Господи, ничего-то не понимают…

— Какое еще молоко? Как поросята, были в грязи. Мне ведь за ними и присмотреть некогда. Утром при темне к коровам убежу, да и вечером заявлюсь, они уж спят… Ой, ведь как мы работали-то… Ведер железных не давали на ферму. Деревянные были, тяжелущие — а воды-то надо сколько переносить: у меня восемнадцать коров, потаскаешь…

Тишиха видела, что и Фаина Борисовна и девчонки чего-то записывали.

— Так бы и почитала такую книгу, про мою-то жизнь. Во сне увижу — и то страшно, — призналась она. — А теперь-то и корм сам идет. Господи, как все сделано… Поилки, подумай только…

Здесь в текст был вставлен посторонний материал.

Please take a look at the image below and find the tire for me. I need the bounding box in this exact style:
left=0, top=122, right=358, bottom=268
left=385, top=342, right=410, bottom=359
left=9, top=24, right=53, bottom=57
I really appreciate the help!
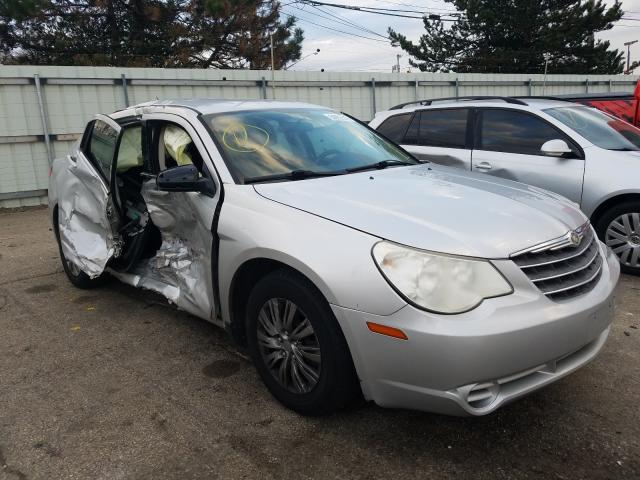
left=595, top=201, right=640, bottom=275
left=246, top=270, right=362, bottom=416
left=55, top=214, right=108, bottom=290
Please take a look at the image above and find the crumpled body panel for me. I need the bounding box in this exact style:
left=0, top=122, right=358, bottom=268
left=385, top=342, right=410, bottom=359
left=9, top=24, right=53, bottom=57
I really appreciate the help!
left=57, top=154, right=120, bottom=278
left=112, top=180, right=215, bottom=320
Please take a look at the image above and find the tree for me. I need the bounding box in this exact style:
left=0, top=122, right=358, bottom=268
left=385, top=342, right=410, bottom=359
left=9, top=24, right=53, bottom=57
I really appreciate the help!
left=389, top=0, right=624, bottom=74
left=0, top=0, right=304, bottom=69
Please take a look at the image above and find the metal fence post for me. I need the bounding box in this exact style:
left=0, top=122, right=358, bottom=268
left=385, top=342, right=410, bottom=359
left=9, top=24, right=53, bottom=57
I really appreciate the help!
left=120, top=73, right=129, bottom=107
left=33, top=73, right=53, bottom=165
left=260, top=77, right=267, bottom=100
left=371, top=77, right=376, bottom=118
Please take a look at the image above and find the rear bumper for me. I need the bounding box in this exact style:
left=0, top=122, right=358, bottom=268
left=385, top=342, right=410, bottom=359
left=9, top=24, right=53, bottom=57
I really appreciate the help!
left=332, top=244, right=619, bottom=415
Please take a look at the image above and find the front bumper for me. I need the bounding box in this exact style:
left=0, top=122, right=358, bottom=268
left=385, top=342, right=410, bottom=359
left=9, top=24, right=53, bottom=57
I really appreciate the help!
left=332, top=244, right=620, bottom=415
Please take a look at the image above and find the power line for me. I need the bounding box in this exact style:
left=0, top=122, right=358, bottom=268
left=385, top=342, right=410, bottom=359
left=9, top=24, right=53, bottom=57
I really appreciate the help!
left=291, top=5, right=389, bottom=40
left=313, top=6, right=389, bottom=39
left=292, top=0, right=462, bottom=22
left=282, top=12, right=390, bottom=43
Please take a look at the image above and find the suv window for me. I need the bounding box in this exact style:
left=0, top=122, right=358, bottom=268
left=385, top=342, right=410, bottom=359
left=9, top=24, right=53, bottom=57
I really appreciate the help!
left=376, top=113, right=413, bottom=143
left=418, top=108, right=469, bottom=148
left=87, top=120, right=118, bottom=183
left=478, top=109, right=571, bottom=155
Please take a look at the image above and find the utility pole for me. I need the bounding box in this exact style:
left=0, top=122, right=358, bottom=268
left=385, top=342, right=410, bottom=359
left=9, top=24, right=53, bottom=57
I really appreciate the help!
left=269, top=33, right=276, bottom=100
left=542, top=53, right=551, bottom=95
left=624, top=40, right=638, bottom=75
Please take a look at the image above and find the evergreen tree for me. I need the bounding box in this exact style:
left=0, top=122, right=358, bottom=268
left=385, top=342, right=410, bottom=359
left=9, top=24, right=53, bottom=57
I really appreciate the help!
left=389, top=0, right=624, bottom=74
left=0, top=0, right=304, bottom=68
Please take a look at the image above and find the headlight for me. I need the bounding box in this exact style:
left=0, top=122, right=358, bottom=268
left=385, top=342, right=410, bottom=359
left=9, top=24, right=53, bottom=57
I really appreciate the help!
left=373, top=242, right=513, bottom=313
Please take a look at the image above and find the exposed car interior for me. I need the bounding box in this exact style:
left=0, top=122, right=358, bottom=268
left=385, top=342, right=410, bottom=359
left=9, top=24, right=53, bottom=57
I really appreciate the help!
left=87, top=121, right=203, bottom=272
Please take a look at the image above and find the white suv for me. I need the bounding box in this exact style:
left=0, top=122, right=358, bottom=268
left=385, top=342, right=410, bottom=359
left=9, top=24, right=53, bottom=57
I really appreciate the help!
left=370, top=97, right=640, bottom=274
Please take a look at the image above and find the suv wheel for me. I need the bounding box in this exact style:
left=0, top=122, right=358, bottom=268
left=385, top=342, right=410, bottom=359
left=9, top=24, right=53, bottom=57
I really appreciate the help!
left=596, top=201, right=640, bottom=275
left=247, top=270, right=361, bottom=415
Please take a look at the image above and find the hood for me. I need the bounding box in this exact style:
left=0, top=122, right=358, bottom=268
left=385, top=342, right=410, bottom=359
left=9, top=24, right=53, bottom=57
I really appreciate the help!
left=254, top=164, right=586, bottom=258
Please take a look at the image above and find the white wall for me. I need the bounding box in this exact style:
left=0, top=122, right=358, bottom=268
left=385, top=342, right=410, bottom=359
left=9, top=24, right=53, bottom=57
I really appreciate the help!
left=0, top=66, right=638, bottom=208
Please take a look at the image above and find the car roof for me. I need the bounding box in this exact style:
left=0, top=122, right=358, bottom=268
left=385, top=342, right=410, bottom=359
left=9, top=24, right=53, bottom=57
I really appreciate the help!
left=378, top=97, right=580, bottom=116
left=114, top=98, right=328, bottom=115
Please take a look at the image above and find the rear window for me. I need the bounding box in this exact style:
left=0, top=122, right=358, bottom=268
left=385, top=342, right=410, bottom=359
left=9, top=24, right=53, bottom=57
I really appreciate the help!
left=419, top=108, right=469, bottom=148
left=479, top=110, right=567, bottom=155
left=376, top=113, right=412, bottom=143
left=87, top=120, right=118, bottom=183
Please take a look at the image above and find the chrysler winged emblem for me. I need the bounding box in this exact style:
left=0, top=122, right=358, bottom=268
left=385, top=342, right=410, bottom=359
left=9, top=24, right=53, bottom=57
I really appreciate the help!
left=569, top=230, right=583, bottom=247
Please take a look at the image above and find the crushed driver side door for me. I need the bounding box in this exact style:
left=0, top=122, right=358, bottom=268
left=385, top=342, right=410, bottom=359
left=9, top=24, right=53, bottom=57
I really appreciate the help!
left=57, top=115, right=122, bottom=278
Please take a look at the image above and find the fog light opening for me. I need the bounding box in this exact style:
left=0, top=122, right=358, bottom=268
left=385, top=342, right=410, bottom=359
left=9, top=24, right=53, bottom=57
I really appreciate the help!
left=467, top=383, right=500, bottom=409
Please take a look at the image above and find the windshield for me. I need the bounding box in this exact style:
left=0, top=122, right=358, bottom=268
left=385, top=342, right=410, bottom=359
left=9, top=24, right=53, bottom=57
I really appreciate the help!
left=204, top=109, right=418, bottom=182
left=545, top=106, right=640, bottom=150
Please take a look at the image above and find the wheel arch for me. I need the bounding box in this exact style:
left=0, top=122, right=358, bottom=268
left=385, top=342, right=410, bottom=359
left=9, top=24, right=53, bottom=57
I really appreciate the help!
left=226, top=256, right=340, bottom=347
left=591, top=192, right=640, bottom=228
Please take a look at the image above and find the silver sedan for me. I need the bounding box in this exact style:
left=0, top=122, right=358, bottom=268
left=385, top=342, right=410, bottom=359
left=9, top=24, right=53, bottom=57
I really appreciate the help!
left=49, top=100, right=619, bottom=415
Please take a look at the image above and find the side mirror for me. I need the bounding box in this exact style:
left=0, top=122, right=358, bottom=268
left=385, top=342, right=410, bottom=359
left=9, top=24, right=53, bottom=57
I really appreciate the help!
left=540, top=139, right=573, bottom=157
left=156, top=165, right=216, bottom=195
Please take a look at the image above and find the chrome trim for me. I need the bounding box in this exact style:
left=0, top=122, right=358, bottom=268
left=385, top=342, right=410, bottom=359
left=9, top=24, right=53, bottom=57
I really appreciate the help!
left=509, top=220, right=590, bottom=258
left=518, top=235, right=596, bottom=270
left=543, top=257, right=602, bottom=295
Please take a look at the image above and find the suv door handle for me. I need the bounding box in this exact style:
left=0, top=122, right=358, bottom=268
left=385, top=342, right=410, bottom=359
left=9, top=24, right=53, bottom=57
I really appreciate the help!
left=475, top=162, right=493, bottom=170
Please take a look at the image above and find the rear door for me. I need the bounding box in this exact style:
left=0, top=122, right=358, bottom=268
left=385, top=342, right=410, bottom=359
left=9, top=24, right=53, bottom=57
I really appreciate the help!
left=472, top=108, right=584, bottom=204
left=402, top=108, right=471, bottom=170
left=58, top=115, right=121, bottom=278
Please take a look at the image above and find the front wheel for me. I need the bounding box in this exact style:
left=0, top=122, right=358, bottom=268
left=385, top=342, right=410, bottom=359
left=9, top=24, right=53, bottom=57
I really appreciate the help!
left=247, top=270, right=361, bottom=415
left=596, top=201, right=640, bottom=275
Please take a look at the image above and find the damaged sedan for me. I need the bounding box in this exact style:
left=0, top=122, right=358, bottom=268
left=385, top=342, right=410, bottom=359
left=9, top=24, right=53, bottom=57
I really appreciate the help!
left=49, top=100, right=619, bottom=415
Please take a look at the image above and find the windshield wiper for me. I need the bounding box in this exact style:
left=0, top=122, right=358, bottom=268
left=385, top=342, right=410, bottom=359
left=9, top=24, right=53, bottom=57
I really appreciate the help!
left=244, top=170, right=344, bottom=184
left=346, top=160, right=418, bottom=173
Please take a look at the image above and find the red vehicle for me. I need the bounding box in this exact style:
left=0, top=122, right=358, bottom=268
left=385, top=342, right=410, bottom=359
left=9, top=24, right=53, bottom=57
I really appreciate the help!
left=555, top=81, right=640, bottom=127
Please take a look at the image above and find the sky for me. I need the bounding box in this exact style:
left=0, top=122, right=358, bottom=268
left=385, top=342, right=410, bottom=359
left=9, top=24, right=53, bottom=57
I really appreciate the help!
left=282, top=0, right=640, bottom=73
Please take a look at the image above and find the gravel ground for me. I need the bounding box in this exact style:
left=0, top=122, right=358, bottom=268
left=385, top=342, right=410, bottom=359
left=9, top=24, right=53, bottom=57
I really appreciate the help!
left=0, top=209, right=640, bottom=480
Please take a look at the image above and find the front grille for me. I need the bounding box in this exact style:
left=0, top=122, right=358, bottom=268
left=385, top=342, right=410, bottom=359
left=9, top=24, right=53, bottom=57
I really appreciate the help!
left=511, top=224, right=603, bottom=300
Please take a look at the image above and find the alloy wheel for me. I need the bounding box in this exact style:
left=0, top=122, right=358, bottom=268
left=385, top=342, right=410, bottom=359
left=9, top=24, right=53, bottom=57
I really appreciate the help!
left=605, top=212, right=640, bottom=268
left=257, top=298, right=322, bottom=393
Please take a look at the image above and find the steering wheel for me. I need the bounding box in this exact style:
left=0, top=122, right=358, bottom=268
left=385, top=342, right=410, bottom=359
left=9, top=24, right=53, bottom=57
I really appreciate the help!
left=318, top=148, right=342, bottom=165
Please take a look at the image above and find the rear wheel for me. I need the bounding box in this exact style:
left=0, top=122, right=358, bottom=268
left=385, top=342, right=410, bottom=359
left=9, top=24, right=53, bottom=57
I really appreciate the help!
left=56, top=211, right=107, bottom=289
left=247, top=270, right=361, bottom=415
left=596, top=201, right=640, bottom=275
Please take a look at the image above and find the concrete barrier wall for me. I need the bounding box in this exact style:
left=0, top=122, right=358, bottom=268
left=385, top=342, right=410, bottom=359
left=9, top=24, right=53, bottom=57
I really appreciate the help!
left=0, top=66, right=638, bottom=208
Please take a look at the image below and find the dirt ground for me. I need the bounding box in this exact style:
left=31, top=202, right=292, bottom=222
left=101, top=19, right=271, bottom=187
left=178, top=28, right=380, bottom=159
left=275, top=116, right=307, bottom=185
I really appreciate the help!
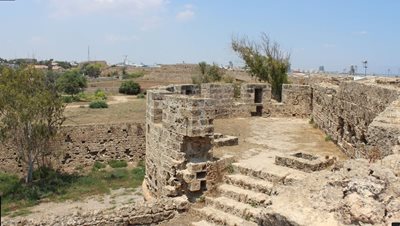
left=5, top=188, right=144, bottom=221
left=64, top=95, right=146, bottom=125
left=214, top=117, right=346, bottom=159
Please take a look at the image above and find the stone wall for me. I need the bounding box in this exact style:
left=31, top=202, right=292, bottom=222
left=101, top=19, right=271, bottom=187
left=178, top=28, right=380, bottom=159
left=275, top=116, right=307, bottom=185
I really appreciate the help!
left=265, top=84, right=313, bottom=118
left=0, top=123, right=145, bottom=174
left=312, top=81, right=399, bottom=158
left=1, top=197, right=189, bottom=226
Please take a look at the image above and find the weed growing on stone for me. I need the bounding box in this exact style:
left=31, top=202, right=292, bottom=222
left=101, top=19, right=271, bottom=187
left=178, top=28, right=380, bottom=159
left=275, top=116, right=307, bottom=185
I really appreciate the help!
left=325, top=135, right=332, bottom=142
left=108, top=159, right=128, bottom=168
left=226, top=164, right=235, bottom=174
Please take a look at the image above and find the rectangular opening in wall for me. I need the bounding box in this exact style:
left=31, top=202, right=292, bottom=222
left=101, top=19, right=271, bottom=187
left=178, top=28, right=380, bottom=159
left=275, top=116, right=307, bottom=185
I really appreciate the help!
left=251, top=106, right=263, bottom=116
left=181, top=137, right=212, bottom=163
left=254, top=88, right=262, bottom=104
left=200, top=180, right=207, bottom=191
left=196, top=172, right=207, bottom=179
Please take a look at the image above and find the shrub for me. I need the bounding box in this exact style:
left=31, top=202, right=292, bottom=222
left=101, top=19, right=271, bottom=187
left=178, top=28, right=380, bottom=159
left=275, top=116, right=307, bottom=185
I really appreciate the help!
left=122, top=72, right=144, bottom=79
left=119, top=81, right=140, bottom=95
left=92, top=161, right=106, bottom=170
left=325, top=135, right=332, bottom=142
left=89, top=100, right=108, bottom=108
left=108, top=159, right=128, bottom=168
left=62, top=96, right=74, bottom=104
left=94, top=89, right=107, bottom=100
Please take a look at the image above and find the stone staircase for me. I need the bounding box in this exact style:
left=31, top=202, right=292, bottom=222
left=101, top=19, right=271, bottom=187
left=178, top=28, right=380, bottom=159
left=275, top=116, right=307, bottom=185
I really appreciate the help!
left=192, top=151, right=328, bottom=226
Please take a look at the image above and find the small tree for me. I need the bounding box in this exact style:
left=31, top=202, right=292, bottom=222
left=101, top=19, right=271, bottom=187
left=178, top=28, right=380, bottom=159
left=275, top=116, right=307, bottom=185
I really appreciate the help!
left=57, top=70, right=87, bottom=96
left=232, top=33, right=290, bottom=100
left=0, top=67, right=64, bottom=183
left=192, top=61, right=224, bottom=84
left=82, top=64, right=101, bottom=78
left=119, top=81, right=140, bottom=95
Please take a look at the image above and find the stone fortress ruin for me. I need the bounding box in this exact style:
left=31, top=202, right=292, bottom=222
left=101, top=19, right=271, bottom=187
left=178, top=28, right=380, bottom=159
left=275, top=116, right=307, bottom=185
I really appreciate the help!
left=0, top=76, right=400, bottom=226
left=143, top=77, right=400, bottom=226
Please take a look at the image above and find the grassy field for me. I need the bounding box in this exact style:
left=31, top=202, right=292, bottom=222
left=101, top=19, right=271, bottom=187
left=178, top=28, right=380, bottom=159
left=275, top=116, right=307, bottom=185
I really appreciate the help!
left=64, top=97, right=146, bottom=125
left=0, top=161, right=145, bottom=216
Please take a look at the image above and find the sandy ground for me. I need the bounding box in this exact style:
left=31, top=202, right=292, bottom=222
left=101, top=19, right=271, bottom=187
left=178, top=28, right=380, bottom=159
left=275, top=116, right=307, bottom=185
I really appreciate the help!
left=5, top=188, right=144, bottom=220
left=214, top=117, right=346, bottom=159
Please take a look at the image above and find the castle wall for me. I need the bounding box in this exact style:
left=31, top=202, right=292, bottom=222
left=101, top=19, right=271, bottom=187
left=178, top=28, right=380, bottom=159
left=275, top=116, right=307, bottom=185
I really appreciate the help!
left=312, top=82, right=399, bottom=158
left=0, top=123, right=145, bottom=174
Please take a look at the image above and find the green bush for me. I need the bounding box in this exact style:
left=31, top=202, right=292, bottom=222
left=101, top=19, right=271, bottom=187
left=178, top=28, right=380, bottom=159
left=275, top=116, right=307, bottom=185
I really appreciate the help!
left=119, top=81, right=140, bottom=95
left=62, top=96, right=74, bottom=104
left=93, top=161, right=106, bottom=170
left=94, top=89, right=107, bottom=100
left=89, top=100, right=108, bottom=108
left=108, top=159, right=128, bottom=168
left=122, top=72, right=144, bottom=79
left=325, top=135, right=332, bottom=142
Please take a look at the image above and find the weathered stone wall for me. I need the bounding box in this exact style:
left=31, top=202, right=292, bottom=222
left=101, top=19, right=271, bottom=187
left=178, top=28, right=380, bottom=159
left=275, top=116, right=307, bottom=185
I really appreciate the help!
left=312, top=81, right=399, bottom=157
left=1, top=197, right=189, bottom=226
left=145, top=90, right=214, bottom=197
left=0, top=123, right=145, bottom=174
left=265, top=84, right=313, bottom=118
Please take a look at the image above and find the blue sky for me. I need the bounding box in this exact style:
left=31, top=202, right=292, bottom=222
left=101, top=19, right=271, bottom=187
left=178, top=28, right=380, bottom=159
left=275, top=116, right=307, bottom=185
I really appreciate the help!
left=0, top=0, right=400, bottom=74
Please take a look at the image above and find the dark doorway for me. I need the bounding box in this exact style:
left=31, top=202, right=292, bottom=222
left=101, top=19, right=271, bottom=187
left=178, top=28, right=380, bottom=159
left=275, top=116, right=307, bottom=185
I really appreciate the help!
left=254, top=88, right=262, bottom=104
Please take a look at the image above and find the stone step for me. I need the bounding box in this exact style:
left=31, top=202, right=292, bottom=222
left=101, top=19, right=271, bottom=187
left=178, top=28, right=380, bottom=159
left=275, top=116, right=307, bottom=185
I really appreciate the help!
left=232, top=163, right=308, bottom=185
left=224, top=174, right=273, bottom=195
left=218, top=184, right=272, bottom=206
left=194, top=206, right=257, bottom=226
left=206, top=196, right=262, bottom=222
left=192, top=220, right=217, bottom=226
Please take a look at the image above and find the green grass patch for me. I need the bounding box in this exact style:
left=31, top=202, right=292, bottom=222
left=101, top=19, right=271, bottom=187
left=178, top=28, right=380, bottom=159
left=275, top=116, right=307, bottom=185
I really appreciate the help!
left=0, top=161, right=145, bottom=217
left=325, top=135, right=332, bottom=142
left=108, top=159, right=128, bottom=168
left=89, top=100, right=108, bottom=108
left=122, top=72, right=144, bottom=79
left=92, top=161, right=106, bottom=171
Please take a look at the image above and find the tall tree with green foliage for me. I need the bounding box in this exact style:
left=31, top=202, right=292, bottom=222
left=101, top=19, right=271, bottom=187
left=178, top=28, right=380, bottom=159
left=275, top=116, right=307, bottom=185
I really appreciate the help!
left=82, top=63, right=101, bottom=78
left=232, top=33, right=290, bottom=101
left=0, top=67, right=65, bottom=183
left=57, top=69, right=87, bottom=96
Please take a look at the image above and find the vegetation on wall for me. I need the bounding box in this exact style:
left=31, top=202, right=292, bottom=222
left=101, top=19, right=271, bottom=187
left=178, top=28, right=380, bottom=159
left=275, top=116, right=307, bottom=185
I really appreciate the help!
left=119, top=81, right=140, bottom=95
left=192, top=61, right=224, bottom=84
left=56, top=70, right=87, bottom=96
left=232, top=33, right=290, bottom=101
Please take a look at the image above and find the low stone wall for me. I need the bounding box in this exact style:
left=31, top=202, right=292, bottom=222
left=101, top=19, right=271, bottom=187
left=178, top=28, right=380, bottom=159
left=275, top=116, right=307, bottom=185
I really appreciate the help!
left=1, top=197, right=189, bottom=226
left=312, top=82, right=399, bottom=158
left=0, top=123, right=146, bottom=174
left=266, top=84, right=313, bottom=118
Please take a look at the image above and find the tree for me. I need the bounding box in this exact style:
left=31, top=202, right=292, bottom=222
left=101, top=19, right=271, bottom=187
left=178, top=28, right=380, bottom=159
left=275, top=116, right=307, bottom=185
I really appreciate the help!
left=57, top=70, right=87, bottom=96
left=82, top=64, right=101, bottom=78
left=0, top=67, right=65, bottom=183
left=119, top=81, right=140, bottom=95
left=192, top=61, right=224, bottom=84
left=232, top=33, right=290, bottom=101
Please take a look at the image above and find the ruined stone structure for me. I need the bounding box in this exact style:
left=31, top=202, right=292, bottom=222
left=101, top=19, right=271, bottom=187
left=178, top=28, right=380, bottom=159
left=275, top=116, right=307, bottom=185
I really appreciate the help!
left=145, top=77, right=400, bottom=200
left=0, top=123, right=145, bottom=174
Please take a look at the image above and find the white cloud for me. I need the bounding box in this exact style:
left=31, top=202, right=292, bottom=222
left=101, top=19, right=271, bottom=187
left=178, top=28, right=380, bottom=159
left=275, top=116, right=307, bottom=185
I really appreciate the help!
left=176, top=4, right=195, bottom=21
left=322, top=43, right=336, bottom=49
left=353, top=31, right=368, bottom=35
left=104, top=34, right=139, bottom=43
left=46, top=0, right=168, bottom=18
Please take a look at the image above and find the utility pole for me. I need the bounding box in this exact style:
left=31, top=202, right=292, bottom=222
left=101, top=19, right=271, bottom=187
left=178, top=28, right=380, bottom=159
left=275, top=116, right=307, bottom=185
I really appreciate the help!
left=362, top=60, right=368, bottom=77
left=88, top=45, right=90, bottom=62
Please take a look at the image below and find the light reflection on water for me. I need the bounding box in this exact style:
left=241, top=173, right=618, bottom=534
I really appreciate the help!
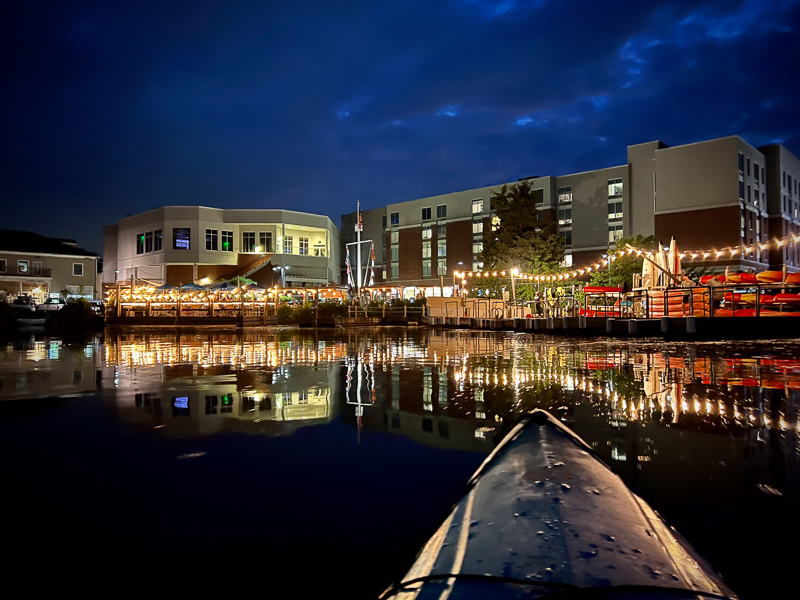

Тишиха замигала повлажневшими глазами: девки перед ней задвоились. Ой уж и поревела она за свою жизнь! Ревела, ревела — и, как жаловалась не раз, глазами из-за этого почти не завидела.

— Обжинали серпами под жнейку, — без всякого перехода переключилась она с фермы на поле. — Вижу, Тина ко мне бежит: «Мама, есть хочу!» — «А поешь, — говорю, — колосков. Только колоски-то, мотри, когда вышелушишь, не разбрасывай, захорони в земельку, а то обоих засудят». Поела она зернышек. «Сыта?» — спрашиваю. «Сыта». — «Ну и ладно, иди домой…» Не помню уж, сколь прошло времени, вдруг Валя сломя голову с горы летит: «Мама, — кричит, — Тинка умирает». Я и серп оставила на полосе. Тина моя на печи катается. А во жниву было, и так жарко. За брюхо руками хватается, стонет… Ржи-то зеленой наелась, разбухло там. Уж поблевала бы, так и полегчало. А ей не блюется, и в уборную не может сходить. Я быстрее спроворила самовар, налила кипятку в бутылку и по брюху ей бутылку катаю, пока не вырвало. Вырвало — тогда уж и стала она в себя приходить…

Тишиха терла под глазами:

— А у меня еще Оля есть. Она после Гали вторая, пятый класс тогда кончила. Ну, думаю, надо куда-то девку устраивать. Она-то грамотная, зачем и ей с нами с голоду подыхать. Давай, решила, на счетоводку пошлю учиться. А председатель колхоза справку никак не дает: «Кто у меня, — говорит, — боронить в поле будет?» А тем же летом ему повестка на фронт и пришла. Утром кричит под окошком: «Оля, приходи за справкой, меня на войну берут…» Уж и косточки у него, наверно, изгнили давно, а я ему, Ивану-то Ивановичу, и сегодня поклоны кладу: уж так выручил, так выручил — ну-ка, на один рот убавил голодную-то ораву…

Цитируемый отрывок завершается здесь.